Miró alrededor y era un lugar oscuro, como una casa abandonada o algo, en realidad no sabía dónde estaban.

- Al fin despertaron -clamó una voz que aterrorizó a Mako. Al parecer Bolin ya la había escuchado y por eso se limitó a bajar la cabeza con miedo- Ya era hora.

El contorno de alguien alto era bordeado por una sombra negra debido a la falta de iluminación de aquel lugar.

- ¿Quién eres y por qué atacas Zaofu? -esbozó Mako-

- No estás en posición de hacer preguntas, joven detective Mako. -contestó con una voz que raya entre lo cantarina y lo burlona-

- ¿Sabes quién soy? -preguntó sorprendido-

- Sé quién eres -contestó- ambos... Por eso me sorprendió verlos aquí solos sin el avatar -hizo una pausa dramática- y dime... ¿Dónde está ella?

Mako arrugó su frente presa de la confusión. Algo en esa persona se le hacía familiar pero limitarse a ver su sombra no ayudaba mucho, hubiese querido arrojarle una llamarada al rostro solo para poder mirarla a los ojos, pero estaba inmovilizado, así que se limitó a preguntar.

- ¿Te conozco?

- Si, de hecho -contestó en medio de risitas-

- ¿Qué es lo que quieres? ¿Dime por qué hiciste volar el parque? ¡Muchas personas resultaron heridas! ¿Cuál es tu problema?

- ¡MI PROBLEMA SON USTEDES! -gritó- ¡USTEDES Y ESTE MALDITO PUEBLO! Pueblo al que voy a reducir a cenizas... y junto con él, a su fundadora.

- ¿Suyin? -exclamó preocupado Bolin- ¿Por qué quieres hacerle daño?

- ¡Espera!... Ahora sé quién eres -contestó Mako luego de pensar por unos segundos- todo tiene sentido ahora. ¡Eres una de ellos! ¡Volviste!... ¡P'Li!

Al instante, la maestra combustión se plantó frente al rostro de Mako clavándole una mirada aterradora mientras su rostro se iluminaba y su boca profería las palabras...

- ¡Eres el primero que me ve y no piensa que soy un fantasma!

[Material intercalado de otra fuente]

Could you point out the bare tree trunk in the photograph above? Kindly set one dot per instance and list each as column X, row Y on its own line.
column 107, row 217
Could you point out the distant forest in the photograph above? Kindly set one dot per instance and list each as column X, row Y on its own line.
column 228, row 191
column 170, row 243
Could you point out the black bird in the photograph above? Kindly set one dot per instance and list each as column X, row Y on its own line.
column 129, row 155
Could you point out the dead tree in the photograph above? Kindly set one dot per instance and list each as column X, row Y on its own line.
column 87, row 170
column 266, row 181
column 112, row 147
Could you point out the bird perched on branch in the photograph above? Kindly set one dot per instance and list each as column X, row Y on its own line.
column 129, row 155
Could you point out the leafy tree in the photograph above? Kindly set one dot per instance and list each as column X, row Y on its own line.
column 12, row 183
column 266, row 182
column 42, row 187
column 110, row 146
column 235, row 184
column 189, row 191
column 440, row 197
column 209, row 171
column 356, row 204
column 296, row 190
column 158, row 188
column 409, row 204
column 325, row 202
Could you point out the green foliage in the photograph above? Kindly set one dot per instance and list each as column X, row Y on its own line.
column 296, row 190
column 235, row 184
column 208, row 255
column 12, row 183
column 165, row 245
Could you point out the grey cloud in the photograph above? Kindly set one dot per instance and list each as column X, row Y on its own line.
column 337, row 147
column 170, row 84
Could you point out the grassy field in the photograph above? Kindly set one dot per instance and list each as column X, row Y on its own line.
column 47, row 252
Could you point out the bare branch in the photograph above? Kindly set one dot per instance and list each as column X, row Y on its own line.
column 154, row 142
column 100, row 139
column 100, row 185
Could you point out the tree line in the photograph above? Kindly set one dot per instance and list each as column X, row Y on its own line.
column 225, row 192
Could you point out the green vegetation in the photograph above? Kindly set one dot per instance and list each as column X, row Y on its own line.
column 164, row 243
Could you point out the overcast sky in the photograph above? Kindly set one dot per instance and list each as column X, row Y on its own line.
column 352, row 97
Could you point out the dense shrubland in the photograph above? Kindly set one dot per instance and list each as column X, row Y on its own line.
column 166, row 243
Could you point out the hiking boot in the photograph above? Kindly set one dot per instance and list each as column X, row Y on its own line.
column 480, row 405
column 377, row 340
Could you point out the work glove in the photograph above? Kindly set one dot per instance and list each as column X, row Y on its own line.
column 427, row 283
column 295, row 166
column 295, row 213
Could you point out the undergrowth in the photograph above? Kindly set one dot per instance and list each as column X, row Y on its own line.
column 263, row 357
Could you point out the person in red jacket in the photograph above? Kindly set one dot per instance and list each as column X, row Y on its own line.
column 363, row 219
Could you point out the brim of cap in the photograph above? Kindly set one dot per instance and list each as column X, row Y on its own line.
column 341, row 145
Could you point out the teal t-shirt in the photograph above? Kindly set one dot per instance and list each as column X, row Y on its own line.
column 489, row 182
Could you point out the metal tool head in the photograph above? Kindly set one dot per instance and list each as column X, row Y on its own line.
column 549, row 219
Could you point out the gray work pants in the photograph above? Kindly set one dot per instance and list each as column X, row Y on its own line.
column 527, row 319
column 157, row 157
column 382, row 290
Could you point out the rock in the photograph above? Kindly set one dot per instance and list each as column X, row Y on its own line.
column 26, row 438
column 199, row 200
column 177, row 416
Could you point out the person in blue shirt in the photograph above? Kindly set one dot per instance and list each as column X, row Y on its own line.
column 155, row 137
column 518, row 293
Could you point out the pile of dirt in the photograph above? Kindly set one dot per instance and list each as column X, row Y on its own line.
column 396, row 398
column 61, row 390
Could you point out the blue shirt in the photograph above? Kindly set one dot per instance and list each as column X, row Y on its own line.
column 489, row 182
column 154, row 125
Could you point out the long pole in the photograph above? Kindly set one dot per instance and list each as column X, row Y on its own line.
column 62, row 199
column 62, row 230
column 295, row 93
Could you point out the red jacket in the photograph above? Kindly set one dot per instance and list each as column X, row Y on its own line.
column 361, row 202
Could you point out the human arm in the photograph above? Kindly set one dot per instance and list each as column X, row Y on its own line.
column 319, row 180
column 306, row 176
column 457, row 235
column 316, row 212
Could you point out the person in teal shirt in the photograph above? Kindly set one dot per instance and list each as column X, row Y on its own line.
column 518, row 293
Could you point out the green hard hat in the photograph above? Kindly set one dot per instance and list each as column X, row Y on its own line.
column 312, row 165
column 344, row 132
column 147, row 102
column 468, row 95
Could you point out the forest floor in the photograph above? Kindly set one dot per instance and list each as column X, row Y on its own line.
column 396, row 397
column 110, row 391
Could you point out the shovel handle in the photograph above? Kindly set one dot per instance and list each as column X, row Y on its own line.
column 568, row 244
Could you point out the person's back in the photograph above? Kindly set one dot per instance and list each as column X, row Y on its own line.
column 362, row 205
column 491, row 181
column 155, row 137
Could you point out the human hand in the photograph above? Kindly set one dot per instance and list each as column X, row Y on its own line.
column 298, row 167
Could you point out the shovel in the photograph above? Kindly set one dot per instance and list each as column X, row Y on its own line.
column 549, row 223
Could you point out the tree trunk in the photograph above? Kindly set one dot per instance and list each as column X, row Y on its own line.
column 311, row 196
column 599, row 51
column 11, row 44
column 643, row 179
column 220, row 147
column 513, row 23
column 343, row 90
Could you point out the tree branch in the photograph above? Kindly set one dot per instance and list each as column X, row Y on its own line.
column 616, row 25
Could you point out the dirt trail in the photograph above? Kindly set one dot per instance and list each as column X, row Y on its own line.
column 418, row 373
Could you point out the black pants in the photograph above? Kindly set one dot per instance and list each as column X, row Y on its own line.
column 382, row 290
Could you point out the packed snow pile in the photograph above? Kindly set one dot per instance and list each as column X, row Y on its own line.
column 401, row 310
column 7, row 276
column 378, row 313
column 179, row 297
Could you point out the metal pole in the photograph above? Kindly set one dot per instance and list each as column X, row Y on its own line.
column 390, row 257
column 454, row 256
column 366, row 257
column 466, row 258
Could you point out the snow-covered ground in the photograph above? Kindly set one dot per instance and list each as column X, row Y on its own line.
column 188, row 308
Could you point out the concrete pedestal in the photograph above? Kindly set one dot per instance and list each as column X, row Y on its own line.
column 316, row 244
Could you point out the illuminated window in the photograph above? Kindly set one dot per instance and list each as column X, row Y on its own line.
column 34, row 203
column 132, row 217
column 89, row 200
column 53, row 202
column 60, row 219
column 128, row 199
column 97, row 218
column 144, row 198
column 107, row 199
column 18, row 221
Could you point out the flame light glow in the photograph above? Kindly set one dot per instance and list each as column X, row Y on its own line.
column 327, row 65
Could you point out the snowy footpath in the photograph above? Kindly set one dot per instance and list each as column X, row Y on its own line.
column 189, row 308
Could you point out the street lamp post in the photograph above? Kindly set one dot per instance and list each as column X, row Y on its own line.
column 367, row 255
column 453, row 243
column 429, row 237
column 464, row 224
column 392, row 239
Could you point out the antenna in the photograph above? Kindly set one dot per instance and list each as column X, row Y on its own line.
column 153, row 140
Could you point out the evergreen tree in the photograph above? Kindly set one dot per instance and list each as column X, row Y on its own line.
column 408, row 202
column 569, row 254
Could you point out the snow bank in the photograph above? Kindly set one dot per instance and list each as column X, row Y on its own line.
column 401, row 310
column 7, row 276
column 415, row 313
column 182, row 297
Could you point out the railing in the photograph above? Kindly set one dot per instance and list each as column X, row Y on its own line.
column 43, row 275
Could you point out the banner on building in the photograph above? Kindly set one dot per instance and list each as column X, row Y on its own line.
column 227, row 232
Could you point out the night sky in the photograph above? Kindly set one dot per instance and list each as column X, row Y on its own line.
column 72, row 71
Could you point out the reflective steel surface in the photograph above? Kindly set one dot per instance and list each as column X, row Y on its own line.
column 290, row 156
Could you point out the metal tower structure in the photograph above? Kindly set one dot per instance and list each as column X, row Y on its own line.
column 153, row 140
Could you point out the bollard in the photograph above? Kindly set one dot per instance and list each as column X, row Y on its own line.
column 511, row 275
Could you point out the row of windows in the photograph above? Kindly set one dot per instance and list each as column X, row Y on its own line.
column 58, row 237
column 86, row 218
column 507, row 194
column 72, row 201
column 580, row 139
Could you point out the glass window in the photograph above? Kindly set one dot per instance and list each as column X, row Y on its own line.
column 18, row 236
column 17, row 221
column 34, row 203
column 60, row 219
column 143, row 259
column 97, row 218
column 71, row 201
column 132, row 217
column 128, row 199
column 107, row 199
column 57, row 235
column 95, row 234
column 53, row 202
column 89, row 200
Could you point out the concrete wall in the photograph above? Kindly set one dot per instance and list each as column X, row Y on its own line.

- ¡NO DEJAREMOS QUE LE PONGAS UN DEDO ENCIMA A SUYIN! -gritó Bolin a un lado-

- Oh cariño... No creo que puedas detenerme... Ni siquiera la muerte pudo hacerlo.

- Vienes a vengarte de Suyin... ¿No es cierto?

- Ella me confinó al mundo de los muertos -gritó fúrica- No sé qué habrás oído pero no es un lugar agradable... Ahora le devolveré el favor y la arrastraré conmigo al infierno.

Con eso P'Li caminó hacia la puerta de salida, no sin antes decir.

- Y luego iré por el avatar.

Al escuchar aquello, ambos hermanos se vieron las caras con preocupación, y no era para menos. P'li había vuelto al mundo de los vivos e intentaba acabar con la matriarca de ZaoFu. Aquella mujer parecía no tener escrúpulos y eso se demostraba en cómo parecía importarle poco el volar la ciudad con cientos de personas ahí. Ahora recordaba muy bien las palabras de Toph que les había dicho en el pantano... Algunos muertos habrían de volver por venganza... Y P'li era uno de ellos.

- Bolin, tenemos que salir de aquí y ayudar a Su

- ¿Pero cómo lo haremos?

Mako miró impaciente a cada lado de la casa buscando algo que pudiera sacarlos de allí, al final, respiró a profundidad y miró de vuelta a su hermano diciendo.

- Este lugar está construido enteramente de tierra, si lo echas abajo quizás podamos sa...

- ¿Estás loco? -interrumpe el ojos verdes- No voy a derrumbarnos este lugar encima, moriremos aplastados.

- No hay alternativa, con P'Li suelta en la ciudad mucha gente está en peligro. Hay que hacerlo.

- Pero...

- ¡BOLIN HAZLO YA!

Segundos después a lo lejos se avistó una explosión seguida de una nube de humo y todo se calmó de repente.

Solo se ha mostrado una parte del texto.